Ghosting can also be a sign of narcissistic abuse in a toxic relationship. Signs it may be narcissistic abuse include:

  • The person displayed narcissistic traits like excessive self-focus
  • The relationship felt emotionally unhealthy or possessive
  • You often felt ignored, unheard, or emotionally manipulated
  • The person alternating ghosting with hoovering (reconnecting)

Narcissists often use silent treatment or disappearing acts to control their partners. Ghosting can be the ultimate silent treatment. The lack of closure leaves the partner trauma bonded.

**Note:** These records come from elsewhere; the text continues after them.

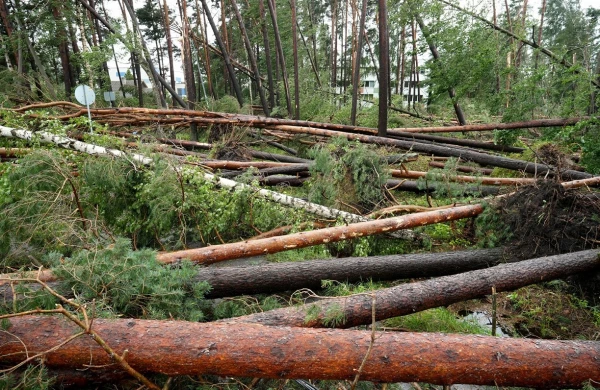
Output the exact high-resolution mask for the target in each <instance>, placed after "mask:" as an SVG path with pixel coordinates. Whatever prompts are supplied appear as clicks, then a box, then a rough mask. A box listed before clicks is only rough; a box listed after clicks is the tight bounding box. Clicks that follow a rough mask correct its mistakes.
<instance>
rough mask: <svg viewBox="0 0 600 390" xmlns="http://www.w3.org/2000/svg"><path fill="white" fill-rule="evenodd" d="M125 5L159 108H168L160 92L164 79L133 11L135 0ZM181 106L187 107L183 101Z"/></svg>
mask: <svg viewBox="0 0 600 390" xmlns="http://www.w3.org/2000/svg"><path fill="white" fill-rule="evenodd" d="M124 4H125V7H126V8H127V12H128V13H129V17H130V18H131V24H132V25H133V31H134V35H135V36H136V37H137V40H138V42H139V44H140V47H141V51H140V54H141V55H142V57H144V58H145V60H146V65H147V66H148V69H147V70H148V71H149V72H148V73H150V76H151V77H152V89H153V90H154V94H155V97H156V103H157V105H158V106H160V107H163V108H166V106H167V102H166V101H165V97H164V96H163V94H162V92H161V90H160V87H159V85H160V84H161V81H160V79H162V77H160V75H159V74H158V72H157V71H156V68H155V67H154V64H153V63H152V58H151V57H150V52H149V51H148V47H147V46H146V42H145V41H144V37H143V36H142V31H141V30H140V26H139V23H138V21H137V15H136V14H135V11H134V9H133V0H125V1H124ZM162 80H163V83H162V84H163V85H165V84H167V83H166V81H165V80H164V79H162ZM165 86H166V85H165ZM138 88H139V85H138ZM168 88H170V86H168ZM171 93H173V92H171ZM173 97H175V95H173ZM180 99H181V98H180ZM178 101H179V100H178ZM180 104H182V107H186V105H185V103H184V102H183V100H182V101H181V102H180Z"/></svg>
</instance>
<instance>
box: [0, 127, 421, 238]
mask: <svg viewBox="0 0 600 390" xmlns="http://www.w3.org/2000/svg"><path fill="white" fill-rule="evenodd" d="M0 136H3V137H8V138H20V139H24V140H27V141H31V140H33V139H35V138H37V139H39V141H40V142H43V143H54V144H56V145H58V146H59V147H61V148H65V149H71V150H77V151H80V152H83V153H87V154H91V155H101V156H113V157H120V158H127V159H129V160H132V161H134V162H138V163H141V164H143V165H151V164H152V163H153V160H152V159H151V158H148V157H146V156H143V155H141V154H127V153H125V152H122V151H120V150H116V149H108V148H105V147H102V146H97V145H93V144H89V143H86V142H81V141H77V140H74V139H72V138H68V137H62V136H57V135H54V134H51V133H47V132H43V131H38V132H35V133H34V132H32V131H29V130H23V129H14V128H10V127H4V126H0ZM256 153H258V152H256ZM269 154H270V153H266V155H269ZM284 157H288V158H291V157H290V156H284ZM294 158H295V159H297V157H294ZM300 160H302V162H306V160H303V159H300ZM203 175H204V178H205V179H206V180H211V181H214V182H216V183H217V184H218V185H219V186H221V187H223V188H230V189H234V188H252V187H250V186H248V185H246V184H242V183H238V182H236V181H233V180H229V179H224V178H219V177H217V176H215V175H212V174H209V173H203ZM254 194H255V195H257V196H260V197H262V198H265V199H268V200H271V201H273V202H277V203H280V204H283V205H286V206H288V207H292V208H296V209H302V210H305V211H306V212H308V213H311V214H315V215H318V216H320V217H322V218H327V219H338V218H340V219H342V220H343V221H345V222H346V223H353V222H364V221H369V218H366V217H363V216H360V215H357V214H352V213H348V212H346V211H342V210H336V209H332V208H329V207H325V206H321V205H319V204H316V203H311V202H307V201H305V200H303V199H299V198H294V197H291V196H288V195H284V194H281V193H278V192H274V191H269V190H265V189H258V190H256V191H255V192H254ZM397 237H399V238H400V237H403V238H410V237H412V235H411V232H404V234H403V235H399V236H397Z"/></svg>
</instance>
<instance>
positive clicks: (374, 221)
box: [157, 204, 483, 264]
mask: <svg viewBox="0 0 600 390" xmlns="http://www.w3.org/2000/svg"><path fill="white" fill-rule="evenodd" d="M482 211H483V206H481V205H480V204H473V205H468V206H459V207H453V208H448V209H443V210H436V211H427V212H423V213H414V214H409V215H404V216H401V217H393V218H387V219H379V220H374V221H367V222H358V223H354V224H350V225H346V226H335V227H331V228H326V229H318V230H312V231H308V232H300V233H294V234H289V235H287V236H281V237H271V238H264V239H259V240H252V241H243V242H234V243H230V244H223V245H213V246H208V247H204V248H198V249H188V250H181V251H176V252H167V253H161V254H159V255H158V256H157V259H158V261H160V262H162V263H173V262H176V261H178V260H182V259H189V260H191V261H193V262H195V263H201V264H210V263H216V262H219V261H225V260H231V259H239V258H242V257H252V256H259V255H266V254H269V253H276V252H281V251H286V250H290V249H298V248H306V247H309V246H315V245H320V244H327V243H330V242H337V241H343V240H348V239H352V238H359V237H365V236H370V235H374V234H382V233H389V232H395V231H398V230H401V229H408V228H412V227H417V226H423V225H431V224H435V223H440V222H446V221H452V220H456V219H462V218H469V217H474V216H476V215H479V214H481V212H482Z"/></svg>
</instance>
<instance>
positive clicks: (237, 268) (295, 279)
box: [0, 248, 503, 298]
mask: <svg viewBox="0 0 600 390" xmlns="http://www.w3.org/2000/svg"><path fill="white" fill-rule="evenodd" d="M502 252H503V249H502V248H494V249H477V250H468V251H455V252H444V253H418V254H411V255H391V256H370V257H346V258H341V259H328V260H309V261H301V262H291V263H273V264H265V265H258V266H249V267H218V268H216V267H205V268H202V269H200V271H198V275H197V276H196V277H195V278H196V280H198V281H206V282H208V284H210V287H211V290H210V291H209V292H208V294H207V295H206V297H207V298H217V297H224V296H226V297H231V296H236V295H244V294H261V293H274V292H279V291H290V290H297V289H300V288H310V289H317V288H320V287H321V281H322V280H338V281H347V282H356V281H359V280H368V279H374V280H395V279H406V278H419V277H433V276H441V275H451V274H455V273H459V272H465V271H469V270H474V269H479V268H485V267H491V266H493V265H496V264H498V263H499V262H501V261H502V260H503V256H502ZM1 288H2V286H0V291H2V290H1Z"/></svg>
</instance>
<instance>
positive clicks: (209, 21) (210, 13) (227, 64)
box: [201, 0, 244, 107]
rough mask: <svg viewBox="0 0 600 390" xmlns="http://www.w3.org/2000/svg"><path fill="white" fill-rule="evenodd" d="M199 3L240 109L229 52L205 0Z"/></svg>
mask: <svg viewBox="0 0 600 390" xmlns="http://www.w3.org/2000/svg"><path fill="white" fill-rule="evenodd" d="M201 1H202V7H203V8H204V14H205V15H206V18H207V19H208V23H210V27H211V29H212V30H213V34H214V35H215V39H216V41H217V45H219V49H220V50H221V53H222V55H223V61H224V62H225V67H226V68H227V74H228V75H229V80H230V81H231V85H233V90H234V92H235V97H236V98H237V101H238V104H239V105H240V107H242V106H243V105H244V98H243V96H242V89H241V88H240V83H239V82H238V80H237V77H235V71H234V70H233V65H231V59H230V57H229V52H228V51H227V47H226V46H225V43H224V42H223V39H221V34H220V33H219V29H218V28H217V26H216V25H215V21H214V20H213V18H212V15H211V13H210V7H209V6H208V4H207V3H206V0H201Z"/></svg>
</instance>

Table showing signs ghosting may be narcissistic abuse

Signs Ghosting is Narcissistic Abuse
Person displayed narcissistic traits
Relationship felt emotionally unhealthy/possessive
You often felt ignored, unheard, manipulated
Person alternated ghosting with hoovering back

When a narcissist ghosts, it serves to punish and devalue their partner. It gives them a sense of power and control. This is why it often leads to trauma bonding keeping the partner trapped.

Should ghosting be illegal?

While ghosting can certainly be unethical, immoral, and cruel depending on the situation, relationship experts tend to agree it should not be illegal. Some key reasons it is difficult to legislate include:

  • It’s nearly impossible to prove why someone stopped contacting you
  • Making laws around interpersonal relationships gets very complicated
  • Criminalizing every bad dating behavior sets a dangerous precedent
  • Proving emotional distress from ghosting is difficult
  • It would be challenging to enforce or prosecute

Rather than making ghosting illegal, it is better to spread awareness on why it is harmful and unethical. Social pressure rather than laws are more likely to change such behaviors.


Ghosting, while increasingly common, can certainly be a hurtful and damaging experience for the person on the receiving end. Learning to move on and not take it personally is important. Avoiding becoming overly invested too quickly when dating can help minimize the hurt as well. There are certainly situations where ghosting crosses the line into emotional or narcissistic abuse. However, the solution is unlikely to come from legislation, but rather increasing conscientiousness and communication skills in relationships. With open discussion and understanding, ghosting another human being can be recognized as the devaluing and cowardly behavior that it is in most cases.